Avant le début de la BFW, le créateur William Fan a dévoilé son documentaire « William Fan - In Between » au Delphi Filmpalast pour sa première. Le film est depuis disponible au sein de la médiathèque ARD et offre un aperçu des coulisses du monde coloré du créateur, qui a présenté une subtile collection Pride au Gropius Bau lors de la Fashion Week de Berlin. Dès l’entrée du bâtiment, son défilé s’annonçait déjà comme l’un des plus élaborés de la Fashion Week. On y retrouvait un mur devant lequel les invités pouvaient être photographiés, chose rare à Berlin. William Fan était pour l’occasion sponsorisé par Mercedes-Benz, tout comme l'était autrefois toute la semaine de la mode berlinoise. Cependant même sans ce partenariat lucratif, la collection aurait été ce qu’elle a été, à savoir l’une des performances les plus émotionnelles, colorées et subtilement politiques de la saison PE24 - William Fan agitait presque secrètement le drapeau arc-en-ciel.

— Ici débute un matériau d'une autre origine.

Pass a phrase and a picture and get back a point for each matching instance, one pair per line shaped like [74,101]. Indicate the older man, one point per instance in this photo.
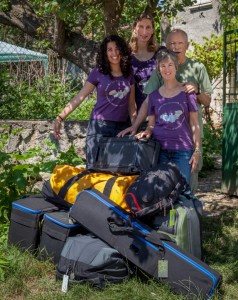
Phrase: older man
[195,78]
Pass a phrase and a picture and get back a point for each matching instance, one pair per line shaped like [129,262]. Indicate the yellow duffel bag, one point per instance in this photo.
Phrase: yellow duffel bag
[67,181]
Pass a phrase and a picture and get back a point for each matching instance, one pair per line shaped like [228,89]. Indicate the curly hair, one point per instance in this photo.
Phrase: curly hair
[125,53]
[152,43]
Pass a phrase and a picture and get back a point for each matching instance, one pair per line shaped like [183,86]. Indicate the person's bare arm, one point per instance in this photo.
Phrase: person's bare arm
[71,106]
[142,114]
[194,125]
[202,98]
[132,105]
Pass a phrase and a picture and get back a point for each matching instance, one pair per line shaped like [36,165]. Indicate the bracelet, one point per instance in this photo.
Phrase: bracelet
[60,118]
[198,151]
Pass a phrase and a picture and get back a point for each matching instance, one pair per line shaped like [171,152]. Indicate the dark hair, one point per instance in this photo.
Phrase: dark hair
[152,43]
[125,53]
[165,54]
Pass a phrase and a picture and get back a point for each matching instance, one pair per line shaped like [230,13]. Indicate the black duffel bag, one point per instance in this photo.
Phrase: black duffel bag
[87,259]
[155,190]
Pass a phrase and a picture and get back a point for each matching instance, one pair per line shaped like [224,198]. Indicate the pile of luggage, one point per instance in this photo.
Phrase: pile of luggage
[98,225]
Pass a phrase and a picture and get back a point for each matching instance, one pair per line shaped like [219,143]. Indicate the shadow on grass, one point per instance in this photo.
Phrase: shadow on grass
[220,242]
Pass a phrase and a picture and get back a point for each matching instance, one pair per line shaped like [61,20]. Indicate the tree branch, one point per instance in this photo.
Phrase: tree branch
[112,12]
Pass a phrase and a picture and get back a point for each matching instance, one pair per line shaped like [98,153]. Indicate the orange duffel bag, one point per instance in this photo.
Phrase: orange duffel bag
[67,181]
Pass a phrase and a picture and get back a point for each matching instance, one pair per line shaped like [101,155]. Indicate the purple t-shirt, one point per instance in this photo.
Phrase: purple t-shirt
[112,96]
[142,71]
[172,128]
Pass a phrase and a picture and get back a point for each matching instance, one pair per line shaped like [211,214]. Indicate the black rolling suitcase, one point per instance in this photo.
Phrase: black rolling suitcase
[57,226]
[152,252]
[126,155]
[25,221]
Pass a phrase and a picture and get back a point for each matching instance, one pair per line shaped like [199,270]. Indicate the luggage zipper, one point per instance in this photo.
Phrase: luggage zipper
[167,246]
[196,265]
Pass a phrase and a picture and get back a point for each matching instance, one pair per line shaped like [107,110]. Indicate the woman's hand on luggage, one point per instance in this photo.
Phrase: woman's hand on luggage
[194,160]
[57,126]
[143,134]
[130,130]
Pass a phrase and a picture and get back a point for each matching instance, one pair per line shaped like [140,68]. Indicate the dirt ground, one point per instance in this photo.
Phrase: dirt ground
[209,192]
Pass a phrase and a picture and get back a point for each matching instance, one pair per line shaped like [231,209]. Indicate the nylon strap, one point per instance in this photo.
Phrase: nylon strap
[109,185]
[63,191]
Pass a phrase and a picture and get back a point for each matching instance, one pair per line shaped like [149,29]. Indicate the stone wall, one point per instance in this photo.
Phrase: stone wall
[32,134]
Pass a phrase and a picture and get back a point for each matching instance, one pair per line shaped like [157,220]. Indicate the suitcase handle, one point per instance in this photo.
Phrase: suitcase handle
[127,228]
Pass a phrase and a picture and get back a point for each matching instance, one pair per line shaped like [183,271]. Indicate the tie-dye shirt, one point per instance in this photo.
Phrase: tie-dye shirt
[142,71]
[172,128]
[112,96]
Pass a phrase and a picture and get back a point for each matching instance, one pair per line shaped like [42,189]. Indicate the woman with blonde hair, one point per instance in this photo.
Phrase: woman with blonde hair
[144,47]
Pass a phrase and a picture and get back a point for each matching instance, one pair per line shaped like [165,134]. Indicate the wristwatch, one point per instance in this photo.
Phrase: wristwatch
[199,91]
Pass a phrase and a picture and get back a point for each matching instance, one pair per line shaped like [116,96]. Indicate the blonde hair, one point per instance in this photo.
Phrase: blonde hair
[152,43]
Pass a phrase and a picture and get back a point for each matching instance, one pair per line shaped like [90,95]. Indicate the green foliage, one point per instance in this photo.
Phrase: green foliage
[229,14]
[210,53]
[5,5]
[88,18]
[43,100]
[18,174]
[212,145]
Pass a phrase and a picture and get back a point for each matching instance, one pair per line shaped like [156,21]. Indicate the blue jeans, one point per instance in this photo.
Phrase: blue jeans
[96,130]
[180,158]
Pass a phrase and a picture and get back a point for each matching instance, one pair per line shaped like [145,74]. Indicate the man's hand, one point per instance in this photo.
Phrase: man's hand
[130,130]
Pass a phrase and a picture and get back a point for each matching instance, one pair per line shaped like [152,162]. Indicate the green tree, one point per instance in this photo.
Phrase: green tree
[229,14]
[73,28]
[210,53]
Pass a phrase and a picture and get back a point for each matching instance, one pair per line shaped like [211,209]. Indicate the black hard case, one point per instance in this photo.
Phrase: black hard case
[186,274]
[57,226]
[25,221]
[126,155]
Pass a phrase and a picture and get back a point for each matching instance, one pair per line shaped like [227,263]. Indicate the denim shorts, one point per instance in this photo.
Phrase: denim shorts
[181,158]
[96,130]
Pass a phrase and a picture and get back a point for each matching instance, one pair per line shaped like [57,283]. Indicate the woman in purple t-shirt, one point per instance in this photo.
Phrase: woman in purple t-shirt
[143,44]
[113,79]
[173,118]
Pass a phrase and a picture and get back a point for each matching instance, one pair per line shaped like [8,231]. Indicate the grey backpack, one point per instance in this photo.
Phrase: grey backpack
[86,258]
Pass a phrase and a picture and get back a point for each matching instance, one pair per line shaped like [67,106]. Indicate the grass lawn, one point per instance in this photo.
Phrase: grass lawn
[22,276]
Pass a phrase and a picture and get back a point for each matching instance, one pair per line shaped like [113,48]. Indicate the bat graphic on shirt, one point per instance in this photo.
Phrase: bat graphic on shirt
[119,94]
[171,118]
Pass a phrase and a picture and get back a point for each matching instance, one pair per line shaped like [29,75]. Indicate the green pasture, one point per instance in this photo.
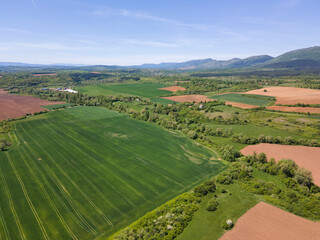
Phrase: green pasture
[254,131]
[148,90]
[233,204]
[206,225]
[51,107]
[244,98]
[86,172]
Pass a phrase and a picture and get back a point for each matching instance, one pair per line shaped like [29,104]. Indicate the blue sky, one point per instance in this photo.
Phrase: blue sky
[126,32]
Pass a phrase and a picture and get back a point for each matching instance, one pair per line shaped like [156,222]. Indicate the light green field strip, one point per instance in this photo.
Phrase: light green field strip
[86,172]
[4,225]
[77,215]
[17,221]
[73,183]
[44,191]
[34,211]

Sous le titre « Ceremony », le créateur de mode a présenté une collection placée sous le signe du mouvement Pride, mais en évitant tout cliché visuel et en disséquant le drapeau en différentes parties individuelles. Des tenues complètes aux couleurs de l'arc-en-ciel, un tee-shirt avec l'inscription « Are you a friend of Dorothy », en référence au personnage du Magicien d'Oz, des imprimés métamorphosés en bouquets pour les mariés. Le créateur a offert une mode qui célébrait chaque occasion, le tout dans le cadre d'un spectacle élaboré, chorégraphié au son de « November Rain » de Guns'n'Roses.
L'ensemble de la Fashion Week, sous l'égide du Fashion Council Germany, était également une célébration des jeunes talents berlinois. Les créateurs de mode ont prouvé que Berlin, avec toutes ses imperfections, avait un potentiel certain pour être une ville de la mode, notamment pour tous ceux qui recherchent une mode qui capte l'esprit du temps et qui considère la diversité non pas comme une tendance, mais comme une évidence.
Il reste néanmoins à voir si Berlin se joindra au calendrier de la mode et ne sera plus perçue comme la cinquième roue du carrosse derrière New York, Londres, Milan et Paris, mais comme une métropole de la mode sérieuse. Une reconnaissance que les jeunes talents de la capitale allemande méritent certainement.
FashionUnited a été invité à la Fashion Week de Berlin par le Fashion Council Germany.
Cet article a initialement été publié sur FashionUnited.de. Il a été traduit et édité en français par Aéris Fontaine.